Alle volte si fanno delle scoperte casuali che costituiscono una specie di rivelazione. Qui sotto vedete una cartina dell’Italia con la localizzazione e il numero delle crisi aziendali, almeno quelle già dichiarate, magari anche da tempo e, in questa scala, più o meno suddivise per regione.
La cosa diventa più interessante quando si esamina un’altra cartina, quella che riassume le morti sul lavoro a partire dall’inizio dell’anno.
Salta subito all’occhio la relazione tra il numero di crisi e il numero di morti sul lavoro.
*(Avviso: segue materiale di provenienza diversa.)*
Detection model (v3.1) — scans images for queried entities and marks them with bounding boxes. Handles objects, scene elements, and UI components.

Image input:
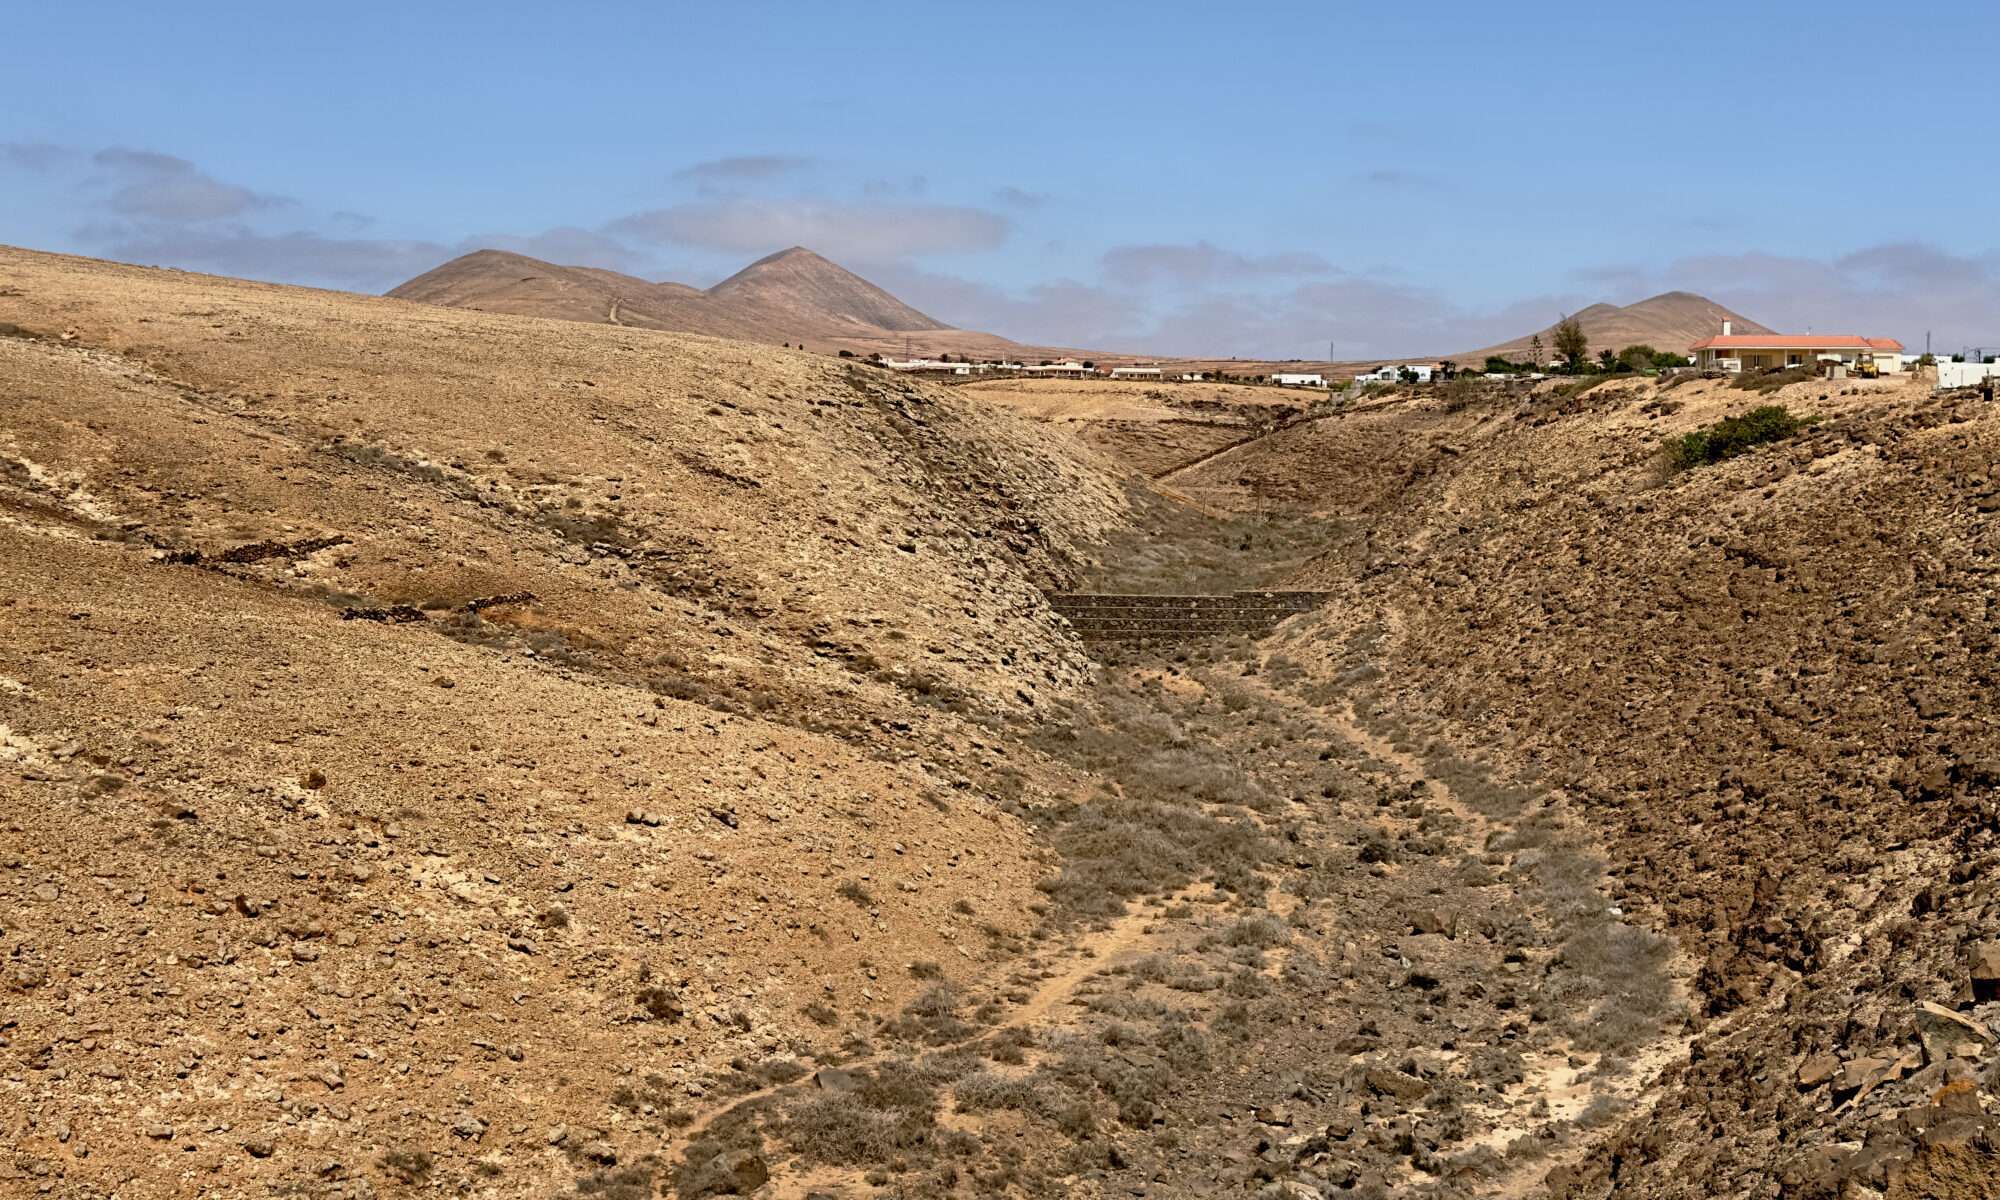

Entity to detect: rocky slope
[1184,370,2000,1197]
[0,245,1132,1198]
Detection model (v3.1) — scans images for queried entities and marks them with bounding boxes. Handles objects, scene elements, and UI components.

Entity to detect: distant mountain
[1464,292,1773,363]
[387,246,1052,358]
[707,247,948,334]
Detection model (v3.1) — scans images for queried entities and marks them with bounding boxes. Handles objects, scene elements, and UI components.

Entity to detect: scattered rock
[1363,1067,1429,1102]
[683,1149,768,1198]
[1797,1053,1840,1089]
[1916,1001,1993,1063]
[1970,943,2000,1003]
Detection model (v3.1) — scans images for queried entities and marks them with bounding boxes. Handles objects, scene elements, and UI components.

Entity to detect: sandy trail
[663,885,1195,1189]
[1236,656,1693,1200]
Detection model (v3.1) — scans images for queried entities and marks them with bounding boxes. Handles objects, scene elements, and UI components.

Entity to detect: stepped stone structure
[1046,590,1328,641]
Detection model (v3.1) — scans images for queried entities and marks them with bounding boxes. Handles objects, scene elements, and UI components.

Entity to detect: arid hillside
[1162,369,2000,1197]
[11,242,1996,1200]
[959,376,1314,479]
[0,245,1142,1199]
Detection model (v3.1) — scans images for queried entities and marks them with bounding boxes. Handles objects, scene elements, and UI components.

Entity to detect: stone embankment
[1046,590,1326,641]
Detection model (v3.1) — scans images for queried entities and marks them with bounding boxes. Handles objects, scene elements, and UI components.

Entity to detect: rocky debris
[1797,1053,1841,1089]
[1362,1066,1429,1103]
[681,1150,769,1198]
[160,534,349,566]
[340,604,427,623]
[464,590,536,613]
[1969,942,2000,1003]
[1914,1001,1992,1064]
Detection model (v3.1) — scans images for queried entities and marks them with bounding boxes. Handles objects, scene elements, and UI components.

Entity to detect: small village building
[1108,365,1164,380]
[1022,360,1089,379]
[1356,364,1433,383]
[1272,372,1326,387]
[880,357,973,376]
[1689,322,1905,372]
[1178,372,1207,382]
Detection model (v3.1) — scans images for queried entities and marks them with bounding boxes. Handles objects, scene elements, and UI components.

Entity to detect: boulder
[1797,1053,1840,1089]
[683,1150,769,1198]
[1970,942,2000,1002]
[1363,1067,1429,1102]
[1916,1000,1993,1063]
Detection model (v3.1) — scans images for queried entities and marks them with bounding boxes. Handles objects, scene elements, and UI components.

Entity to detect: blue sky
[6,0,1997,357]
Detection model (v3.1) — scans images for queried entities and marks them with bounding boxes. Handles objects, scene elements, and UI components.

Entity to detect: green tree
[1529,333,1545,367]
[1553,315,1589,374]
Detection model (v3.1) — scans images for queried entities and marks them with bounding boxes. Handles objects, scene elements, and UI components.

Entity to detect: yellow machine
[1855,351,1880,379]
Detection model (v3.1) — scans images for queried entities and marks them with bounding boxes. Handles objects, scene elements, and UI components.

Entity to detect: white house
[1109,365,1164,380]
[881,357,972,376]
[1271,372,1326,388]
[1022,360,1089,379]
[1355,364,1433,383]
[1689,322,1905,372]
[1178,372,1207,382]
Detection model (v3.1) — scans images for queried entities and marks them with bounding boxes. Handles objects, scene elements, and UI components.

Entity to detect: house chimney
[1722,320,1732,337]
Per maggiore chiarezza ecco in un grafico il rapporto tra morti bianche e stato di crisi. E’ facile vedere che le due linee hanno un andamento molto simile, con la sola eccezione della Basilicata. che h fino ad oggi ha zero morti e la Sicilia che ne ha di più rispetto alle vicende industriali.
Ora qualcuno potrebbe dire che la correlazione è scontata: dove ci sono più industrie è maggiore la probabilità di incidenti e presumibilmente è anche maggiore il numero di aziende in difficoltà. Così però non è perché il numero di crisi non ha un rapporto significativo col numero totale di aziende e per esempio le 33 della Lombardia sono una piccola frazione del sistema produttivo, mentre le 6 della Sardegna incidono enormemente di più. Così pure i morti sul lavoro hanno una relazione solo molto vaga con il numero degli occupati nei settori produttivi e manifatturieri, talvolta, anzi, del tutto contraddittoria, per non parlare del numero sempre in crescita e a macchia di leopardo dei disoccupati.
Invece questa inaspettata correlazione fra crisi e morti ci dice qualcosa di più: che nella tempesta, che certo mette a terra alcune aziende, ma riguarda da vicino tutte, la tendenza generale è quella di badare meno alla sicurezza. Le aziende per prime e gli operai anche, gravati dal ricatto dell’occupazione. Più crisi meno tutele è in fondo anche la tesi di fondo del governo: tutele giuridiche e contrattuali, ma anche di sicurezza, visto che anche la sorveglianza verrà allentata, perché anche questo “non è un tabù”.
Alle volte basta un grafico per comprendere quegli applausi da mascalzoni riservato da Confindustria ai dirigenti Tissen Krupp , per capire che la produttività la si vuole illusoriamente ricavare non dagli investimenti, ma dalla combustione dei diritti e della civiltà. Si, è così che pensano i mediocri a tutto, che siano in giacca o in maglioncino.
@max9000 – Vuoi dire come i sepolcri imbiancati?
PROPRIO COSI’. IL BIANCO VA BENE CON TUTTO,PERO’ LE MACCHIE SI NOTANO DI PIU’ E VANNO VIA MENO,E POI COME LA NEVE RENDE TUTTO UNIFORME.ACCETTABILE CANDIDO, PASSABILE.QUINDI LE COSE DA NASCONDERE SI TINGONO DI BIANCO …..
Vorrei solo sapere chi sia stato il genio che per primo ha definito “morti bianche” le morti per incidenti sul lavoro. Presumo che sia stato uno di quelli che potrebbe degnamente far parte di questo immondo governo di sedicenti tecnici col pallino dell’art. 18 sul quale si affannano senza riuscire a far capire ed a capire essi stessi il nesso con l’incremento dei posti di lavoro.
I posti di lavoro in entrata dovrebbero essere sempre invariati, in situazioni normali, rispetto a quelli in uscita. Ma la Fornero che inventa come Monti solo slogan privi di significato concreto. Ricordate la sua EQUITA’? L’ha appesa nel suo cesso!!! Presto presenterà un d.d.l. sull’equità nella produzione della merda!!!
IO INVECE PENSO CHE L’ESPRESSIONE BIANCA ASSOCIATA ANCHE ALLA LUPARA SIA DA ATTRIBUIRE AI PERBENISTI CHE PER LAVARSENE LE MANI PUR ESSENDO RESPONSABILI DIPINGONO DI BIANCO CIO’ CHE FA COMODO METTERE LI’I9N UN’ANGOLO…POI CI PENSIAMO…FAREMO ….VEDREMO.
LE MORTI O INCIDENTI SUL LAVORO SONO UNA PIAGA.E CON L’INNALZAMENTO DELL’ETA’ PENSIONABILE AUMENTERANNO, COSI’ I GOVERNANTI SI FREGHERANNO LE MANI SODDISFATTI.